ER Opioids ‘Extremely Unlikely’ to Lead to Addiction
/By Pat Anson
Many patients in pain have horror stories to share about their experiences in hospital emergency rooms, where they’ve been treated as drug seekers and denied opioid medication.
“I had a broken arm and was given nothing for pain when leaving the emergency room,” one patient told us. “They now treat everyone like a drug seeking addict even if you have legitimate pain!”
“My last ER visit has caused me PTSD. It was awful they put me in a room and turned the light off and left me there for hours,” said another.
“The emergency rooms are horrible,” said a patient with a fractured rib. “I wasn’t even asking the ER for meds. I wanted an x-ray or something because I was in excruciating pain.”
Are fears about opioid addiction justified? A new study found that the risk of developing opioid use disorder after being treated with intravenous opioids in the ER is quite low – less than one-tenth of one percent (0.002%).
Out of 506 patients treated with IV opioids in two Bronx emergency rooms, only one met the criteria for long-term or persistent opioid use six months later.
“These data suggest that the use of IV opioids for acute pain among opioid-naive patients is extremely unlikely to result in persistent opioid use,” wrote lead author Eddie Irizarry, MD, an emergency medicine physician at Montefiore Medical Center.
“Opioid naïve” means the patients had never taken opioids before or only used the drugs infrequently.
The study, recently published in The Journal of Emergency Medicine, defines persistent use as filling six or more opioid prescriptions in the 6 months after an ER visit, or an average of one prescription per month.
The most frequently reported IV opioid administered in the ER was morphine (94%), followed by hydromorphone (4%) or a combination of both morphine and hydromorphone (2%). The researchers noted that most of the morphine doses were “relatively modest.”
After being treated in the ER, 63 of the patients (12%) received an opioid prescription on discharge.
The researchers cautioned that opioids should be used “judiciously” and that many ER patients could be treated with non-opioid analgesics such as acetaminophen. But they could find no evidence that IV opioids should be routinely denied in the ER.
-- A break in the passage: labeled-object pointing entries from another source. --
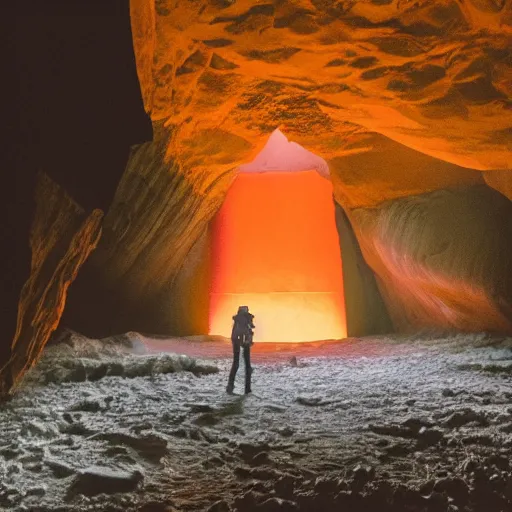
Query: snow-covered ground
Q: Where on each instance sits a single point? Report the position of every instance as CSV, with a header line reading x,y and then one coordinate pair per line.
x,y
363,424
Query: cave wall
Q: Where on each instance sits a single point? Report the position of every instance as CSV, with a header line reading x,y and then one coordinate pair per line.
x,y
442,259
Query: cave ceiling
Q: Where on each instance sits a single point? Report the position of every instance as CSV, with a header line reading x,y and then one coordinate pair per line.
x,y
334,76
“We are not aware of compelling data to support denying parenteral opioids to opioid-naïve patients who are suffering from severe acute pain,” said Irizarry.
The research mirrors the findings from a 2017 Mayo Clinic study, which found that the risk of long-term opioid use is lower for ER patients than it is for patients treated in other medical settings. In the Mayo study, 1.1% of opioid naive patients became long term users. That compares to 2% of patients who were prescribed opioids in non-emergency settings.